Nina and Phil’s story: Big love for a smallholding

16 September 2016

Frustrated by the ethos and stresses of many modern businesses, Nina and Phil wanted to do things differently. Their dream of running a sustainable, low impact smallholding began in 2007. After viewing several parcels of land, the couple identified an inspiring fifteen-acre plot in Kildwick, high above the town of Silsden in West Yorkshire.

Approaching high street lenders just didn’t feel right as Nina and Phil wanted the backing of an organisation that truly understood their guiding principles: “We looked at a few lenders, but we wanted to work with someone who was environmentally aware and didn’t simply focus on the commercials,” she explains. “The ethics felt wrong for what we wanted to do.”

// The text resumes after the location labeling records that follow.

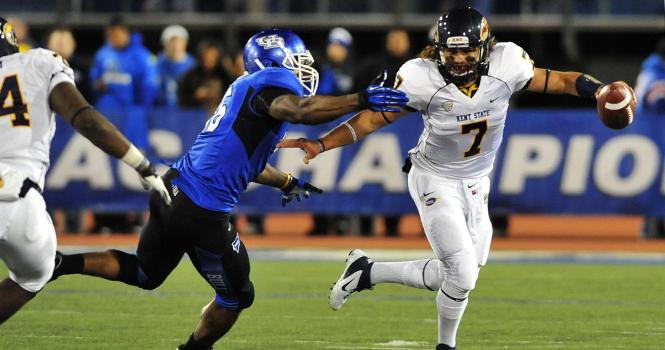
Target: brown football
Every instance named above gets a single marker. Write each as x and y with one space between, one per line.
616 105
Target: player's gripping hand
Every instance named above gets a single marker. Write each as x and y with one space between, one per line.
311 147
295 187
378 98
150 179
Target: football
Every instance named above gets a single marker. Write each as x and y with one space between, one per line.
616 105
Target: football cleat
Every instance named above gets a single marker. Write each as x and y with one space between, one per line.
354 279
206 307
56 269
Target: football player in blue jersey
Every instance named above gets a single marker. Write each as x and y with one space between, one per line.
231 151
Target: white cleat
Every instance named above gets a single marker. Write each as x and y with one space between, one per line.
354 279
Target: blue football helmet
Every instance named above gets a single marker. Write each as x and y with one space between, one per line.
8 41
281 48
463 27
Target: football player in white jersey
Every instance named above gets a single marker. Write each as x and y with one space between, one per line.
462 86
35 85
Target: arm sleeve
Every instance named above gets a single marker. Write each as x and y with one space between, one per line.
516 67
264 98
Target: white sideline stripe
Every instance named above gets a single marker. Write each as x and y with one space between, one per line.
496 256
620 105
46 336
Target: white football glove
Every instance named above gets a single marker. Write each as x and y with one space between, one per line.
150 179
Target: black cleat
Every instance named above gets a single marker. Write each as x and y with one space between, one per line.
57 272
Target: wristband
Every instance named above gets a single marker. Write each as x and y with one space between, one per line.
353 132
322 147
135 159
79 112
363 100
386 119
547 78
288 180
587 86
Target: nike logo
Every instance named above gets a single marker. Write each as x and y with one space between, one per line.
354 278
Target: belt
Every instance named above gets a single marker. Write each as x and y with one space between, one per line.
27 185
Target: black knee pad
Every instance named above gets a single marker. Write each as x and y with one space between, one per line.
131 272
246 296
129 267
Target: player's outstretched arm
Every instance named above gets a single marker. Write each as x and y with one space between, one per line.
322 109
289 185
350 131
573 83
68 102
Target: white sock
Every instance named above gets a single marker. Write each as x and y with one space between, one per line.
423 274
450 317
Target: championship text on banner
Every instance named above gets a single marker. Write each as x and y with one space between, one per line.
551 161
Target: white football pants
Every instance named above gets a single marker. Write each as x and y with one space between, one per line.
27 241
454 215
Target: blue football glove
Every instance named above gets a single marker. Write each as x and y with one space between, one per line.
296 188
382 99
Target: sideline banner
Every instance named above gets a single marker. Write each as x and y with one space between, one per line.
551 161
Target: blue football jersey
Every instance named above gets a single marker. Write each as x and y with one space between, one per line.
234 147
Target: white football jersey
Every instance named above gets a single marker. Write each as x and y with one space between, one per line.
27 123
462 134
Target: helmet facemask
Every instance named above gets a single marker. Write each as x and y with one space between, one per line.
462 74
460 29
301 65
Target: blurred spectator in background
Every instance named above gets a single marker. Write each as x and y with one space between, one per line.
234 65
168 5
22 30
650 94
124 77
438 6
339 66
62 41
172 63
203 85
397 52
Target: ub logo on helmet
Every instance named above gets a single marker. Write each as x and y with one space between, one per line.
8 40
270 41
281 48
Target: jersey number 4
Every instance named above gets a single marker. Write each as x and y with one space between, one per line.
478 140
12 102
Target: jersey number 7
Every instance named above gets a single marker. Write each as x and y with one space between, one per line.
475 146
11 100
213 122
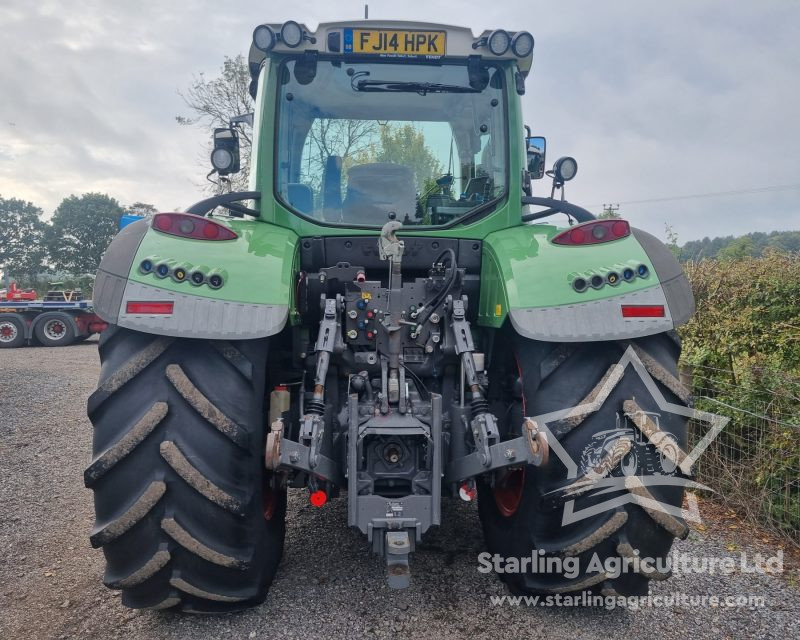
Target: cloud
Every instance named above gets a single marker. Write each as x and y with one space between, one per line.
653 99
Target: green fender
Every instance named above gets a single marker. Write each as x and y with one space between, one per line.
253 302
529 280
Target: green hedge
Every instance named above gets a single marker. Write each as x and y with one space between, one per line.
742 348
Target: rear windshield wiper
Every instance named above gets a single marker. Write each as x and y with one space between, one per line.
422 88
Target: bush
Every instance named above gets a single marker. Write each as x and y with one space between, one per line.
742 348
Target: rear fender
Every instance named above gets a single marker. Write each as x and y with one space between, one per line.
253 302
529 280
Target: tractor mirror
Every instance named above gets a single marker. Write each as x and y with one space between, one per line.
225 156
536 147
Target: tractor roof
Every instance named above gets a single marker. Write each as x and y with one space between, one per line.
347 38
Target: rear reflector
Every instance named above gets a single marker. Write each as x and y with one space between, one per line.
149 307
642 310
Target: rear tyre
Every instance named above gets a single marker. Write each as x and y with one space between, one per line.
12 332
54 330
185 514
592 550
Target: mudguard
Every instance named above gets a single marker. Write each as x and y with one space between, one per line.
253 302
528 279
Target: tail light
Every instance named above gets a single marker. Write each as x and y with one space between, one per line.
643 311
155 307
187 225
594 232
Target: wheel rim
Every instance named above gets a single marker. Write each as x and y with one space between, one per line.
8 332
508 492
55 329
269 499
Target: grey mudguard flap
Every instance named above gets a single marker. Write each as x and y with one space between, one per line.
674 282
112 274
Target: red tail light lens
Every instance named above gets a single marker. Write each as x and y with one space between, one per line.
642 310
150 307
187 225
593 232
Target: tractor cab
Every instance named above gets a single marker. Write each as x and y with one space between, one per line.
368 122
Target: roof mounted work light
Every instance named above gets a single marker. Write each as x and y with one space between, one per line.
291 34
522 44
264 38
498 42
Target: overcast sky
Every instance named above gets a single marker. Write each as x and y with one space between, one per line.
654 99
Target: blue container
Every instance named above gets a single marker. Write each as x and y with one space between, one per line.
128 219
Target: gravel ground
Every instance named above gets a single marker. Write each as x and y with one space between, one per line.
328 586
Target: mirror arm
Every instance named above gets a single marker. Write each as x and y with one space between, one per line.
555 206
228 201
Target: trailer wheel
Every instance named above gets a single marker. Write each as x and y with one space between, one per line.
54 330
12 332
585 554
178 472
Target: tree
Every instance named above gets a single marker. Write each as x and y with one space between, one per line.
406 146
214 102
22 250
672 241
336 137
740 248
81 230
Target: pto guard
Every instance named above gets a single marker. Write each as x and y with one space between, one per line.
253 303
530 277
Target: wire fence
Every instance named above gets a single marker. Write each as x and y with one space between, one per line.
754 463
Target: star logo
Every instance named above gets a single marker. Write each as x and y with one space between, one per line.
617 447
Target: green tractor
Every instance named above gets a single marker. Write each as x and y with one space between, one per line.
383 318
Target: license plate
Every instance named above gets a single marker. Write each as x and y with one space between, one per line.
395 42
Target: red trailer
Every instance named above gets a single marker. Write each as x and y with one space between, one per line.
50 323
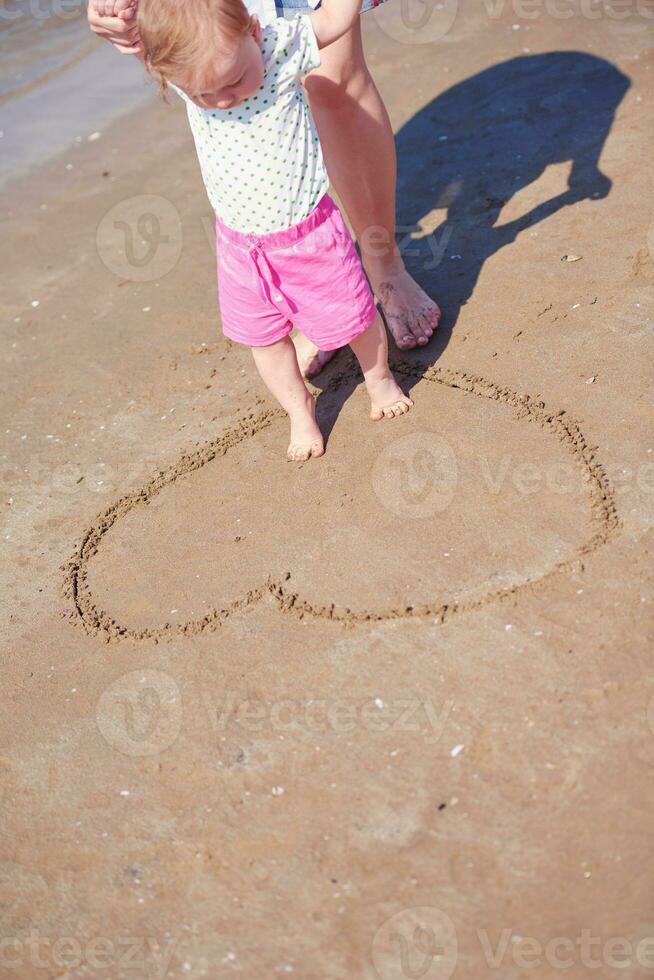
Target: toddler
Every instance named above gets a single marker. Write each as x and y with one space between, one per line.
285 256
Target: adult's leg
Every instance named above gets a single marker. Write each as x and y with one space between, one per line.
359 150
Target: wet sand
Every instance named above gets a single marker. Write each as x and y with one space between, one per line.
385 714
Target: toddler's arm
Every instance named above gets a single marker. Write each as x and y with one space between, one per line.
333 18
115 21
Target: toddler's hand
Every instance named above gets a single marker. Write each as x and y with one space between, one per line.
115 21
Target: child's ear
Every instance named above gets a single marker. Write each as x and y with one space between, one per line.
255 28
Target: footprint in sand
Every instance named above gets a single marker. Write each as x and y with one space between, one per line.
479 494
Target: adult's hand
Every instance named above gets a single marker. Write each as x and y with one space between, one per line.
115 21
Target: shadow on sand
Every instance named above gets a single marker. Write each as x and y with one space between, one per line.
469 151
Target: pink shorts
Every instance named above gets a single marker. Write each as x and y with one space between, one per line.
308 276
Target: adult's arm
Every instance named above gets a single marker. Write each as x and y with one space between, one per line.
115 21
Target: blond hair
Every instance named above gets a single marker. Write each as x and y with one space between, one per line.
175 34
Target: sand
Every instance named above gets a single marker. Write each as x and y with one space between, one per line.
385 714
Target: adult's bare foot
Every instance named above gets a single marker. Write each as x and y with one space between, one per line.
411 315
310 358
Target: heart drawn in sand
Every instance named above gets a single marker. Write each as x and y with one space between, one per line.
86 605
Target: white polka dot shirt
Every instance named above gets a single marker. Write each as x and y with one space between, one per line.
261 161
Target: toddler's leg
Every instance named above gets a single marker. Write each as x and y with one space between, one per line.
386 397
280 372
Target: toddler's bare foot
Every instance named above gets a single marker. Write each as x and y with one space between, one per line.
411 315
310 358
306 437
387 398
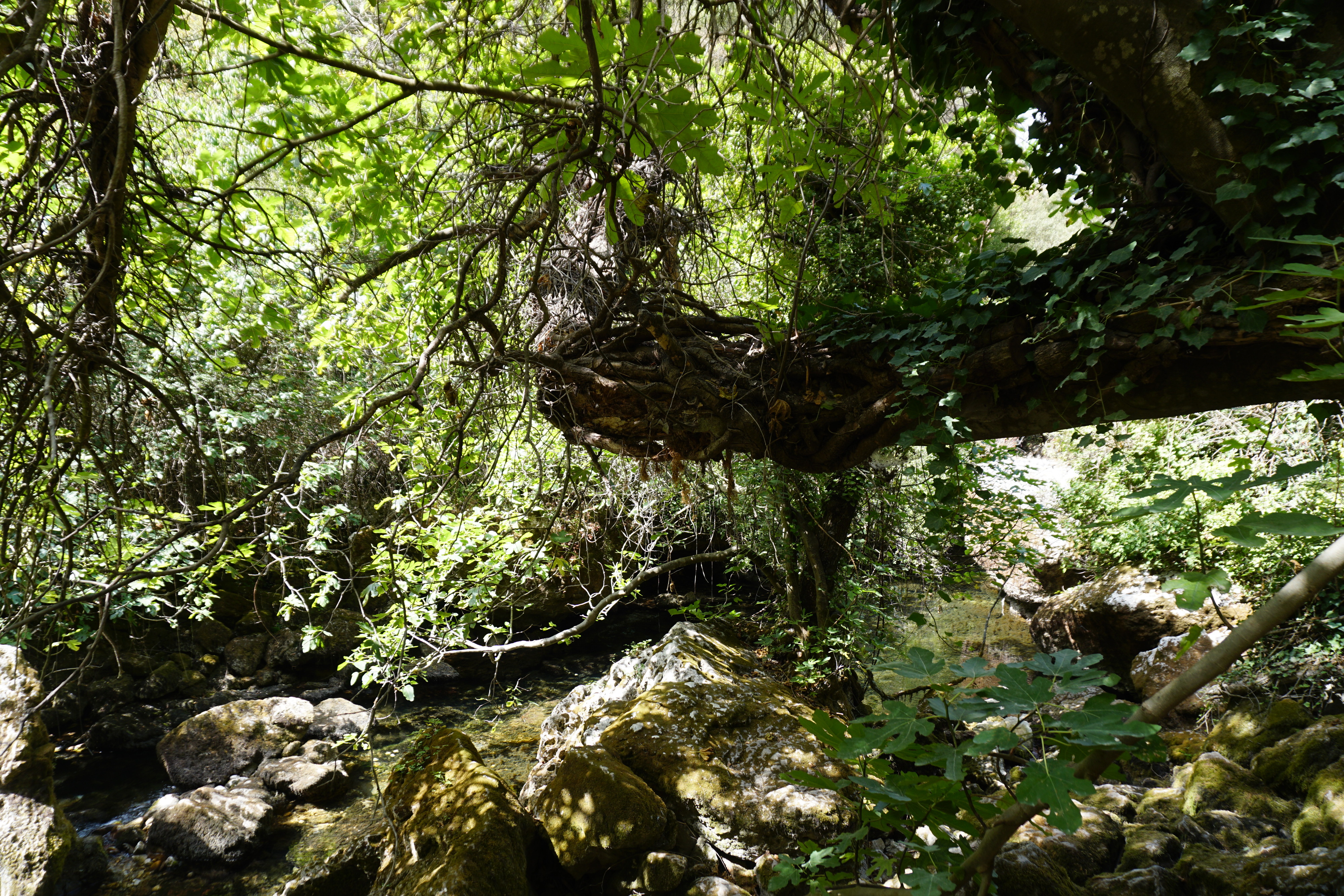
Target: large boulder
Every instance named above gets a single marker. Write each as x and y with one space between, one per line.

On the recommendation of Nina’s sister who has an Ecology Building Society mortgage for her eco-build home, Nina and Phil approached Ecology for a loan. “My sister said they’re really good and really easy to work with,” Nina explains. Ecology bases lending decisions on the environmental and social impact of projects and focuses on supporting sustainable projects and communities.

Fast-forward a few years and Crowkeld rare breed smallholding is now turning a tidy profit. Phil and Nina, supported by Ecology, have erected a large barn and planted half a mile of hedgerows, three orchards and more than 4,000 native trees. They rent out canal boat moorings on a stretch of the Leeds to Liverpool canal that runs through the valley, rear ‘Large Black’ breed pigs and a large flock of Hebridean sheep and re-home many of the animal world’s waifs and strays, including Guinness the dog and two Kunekune pigs named Sissy and Aida.

“Ecology totally understood what we wanted to do,” says Nina. “I actually like going in to see them. It’s great to see that people practice what they preach – with the office and the structures there.” Phil adds: “We looked at Ecology because of its ethical nature. Plus it was right on the doorstep – right where the land is”.

In the coming years, Nina and Phil plan to branch out into running courses on animal husbandry and more generally on running a smallholding. In the meantime, Nina has this to offer: “You need to be fit and have a really good business plan to do something like this. Work out what you can actually afford to do, don’t overstretch yourself and allow enough time to do it. We had a five-year plan and it’s taken us about nine years to get here.

“It’s only in the last 12 months that it’s felt like it’s ours – before, it felt too good to be true,” Nina adds. “Now we’re up for a national farming award, so we must be doing something right.”